The Low-Income Housing Tax Credit (LIHTC) is a terrible program. What is it? It is the principal path the federal government adopted to provide low-income housing except it doesn't. LIHTC birthed in Reagan's infamous tax bill of 1986, gave private investors "a federal income tax credit as an incentive to make equity investments in affordable rental housing." If a developer agrees to 20 percent of the units being so called low-income, then the developer is eligible for the tax credit for those units. However, there are two major flaws: the units are not really low-income and the entire program disappears after 30 years when the developer can charge market rates. 

LIHTC became the brainchild of the real estate industry that was desperate to stop the construction of public housing in which the real estate sages could not profit. And stop it they did. Now, almost 40 years later, even liberal think tanks, like the Urban Institute, will laud the successes of LIHTC. After all, it produced millions of units of affordable housing for a limited number of years. We have become so used to supply side arguments, that we don't bother looking to other countries to see how they did it - how did they create permanent low-income public housing? 

In Vienna, Austria, its federal government has created social housing rather than public housing. The government has two models. In one, government owns the land and the apartment building and maintains the building. The mixed-income units range from high-income to extremely low-income all in the same building with rents based upon income. In the other, the government owns the land, pays a developer to build and maintain the apartment building, and the federal government maintains oversight. These apartment units remain affordable forever, not 30 years. And it is mixed-income housing, so it takes away the issue with public housing in the United States which turned into welfare housing only for the poor.

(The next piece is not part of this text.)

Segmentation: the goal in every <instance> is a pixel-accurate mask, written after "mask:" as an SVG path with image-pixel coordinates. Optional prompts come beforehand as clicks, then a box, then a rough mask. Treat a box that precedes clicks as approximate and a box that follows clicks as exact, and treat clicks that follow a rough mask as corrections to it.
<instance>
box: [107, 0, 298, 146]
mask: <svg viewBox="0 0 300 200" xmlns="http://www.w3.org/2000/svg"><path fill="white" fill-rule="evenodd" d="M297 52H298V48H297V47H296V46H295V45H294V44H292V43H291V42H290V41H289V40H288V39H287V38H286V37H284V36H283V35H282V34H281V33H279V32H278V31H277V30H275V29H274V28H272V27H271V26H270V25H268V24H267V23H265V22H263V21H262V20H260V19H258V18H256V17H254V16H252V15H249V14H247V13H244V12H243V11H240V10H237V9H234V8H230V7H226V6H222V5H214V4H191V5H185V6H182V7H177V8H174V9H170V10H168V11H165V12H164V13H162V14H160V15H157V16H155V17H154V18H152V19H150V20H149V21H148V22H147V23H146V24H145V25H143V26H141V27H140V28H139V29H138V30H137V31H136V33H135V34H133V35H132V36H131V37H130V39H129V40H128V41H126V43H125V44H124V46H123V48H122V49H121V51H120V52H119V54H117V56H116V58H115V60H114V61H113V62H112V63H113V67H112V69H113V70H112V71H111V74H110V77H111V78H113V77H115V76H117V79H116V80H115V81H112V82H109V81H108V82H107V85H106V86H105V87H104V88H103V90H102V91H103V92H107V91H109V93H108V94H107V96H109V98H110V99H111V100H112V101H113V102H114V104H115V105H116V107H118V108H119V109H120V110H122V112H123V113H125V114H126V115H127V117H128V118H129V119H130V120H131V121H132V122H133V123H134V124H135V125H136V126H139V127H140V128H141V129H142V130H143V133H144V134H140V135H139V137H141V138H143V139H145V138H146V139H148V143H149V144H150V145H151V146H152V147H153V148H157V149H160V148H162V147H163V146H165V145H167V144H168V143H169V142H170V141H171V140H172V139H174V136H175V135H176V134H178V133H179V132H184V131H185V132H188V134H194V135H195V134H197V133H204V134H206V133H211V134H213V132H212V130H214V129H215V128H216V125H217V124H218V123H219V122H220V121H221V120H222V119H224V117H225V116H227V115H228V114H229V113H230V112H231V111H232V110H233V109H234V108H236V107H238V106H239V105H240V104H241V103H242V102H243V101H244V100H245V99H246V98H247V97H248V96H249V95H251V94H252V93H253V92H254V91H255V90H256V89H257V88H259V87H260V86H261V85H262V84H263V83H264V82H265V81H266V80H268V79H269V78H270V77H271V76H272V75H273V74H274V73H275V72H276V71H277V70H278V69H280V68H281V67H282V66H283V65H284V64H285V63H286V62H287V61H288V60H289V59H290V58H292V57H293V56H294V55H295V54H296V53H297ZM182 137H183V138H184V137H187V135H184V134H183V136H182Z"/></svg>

To make our federal housing policy even worse, there was an amendment called the Faircloth Amendment to the "Quality Housing and Work Responsibility Act of 1998. It amended the Housing Act of 1937, which authorized federal financial assistance to help states and housing authorities provide housing for low-income people." And this is thanks to Bill Clinton who was a far worse president than we want to believe. The Faircloth Amendment said that a local housing authority cannot use federal dollars to build more public housing than it already has. So that ended expanding federal public housing. And every time progressives in the House of Representatives try to end the Faircloth Amendment, it gets voted down. So, your federal government is at work promoting the private sector and limiting the public sector from building more low-income housing. First the Republicans through Ronald Reagan and then the Democrats through Bill Clinton screwed poor people and continue to do so. But the real estate industry is flying high.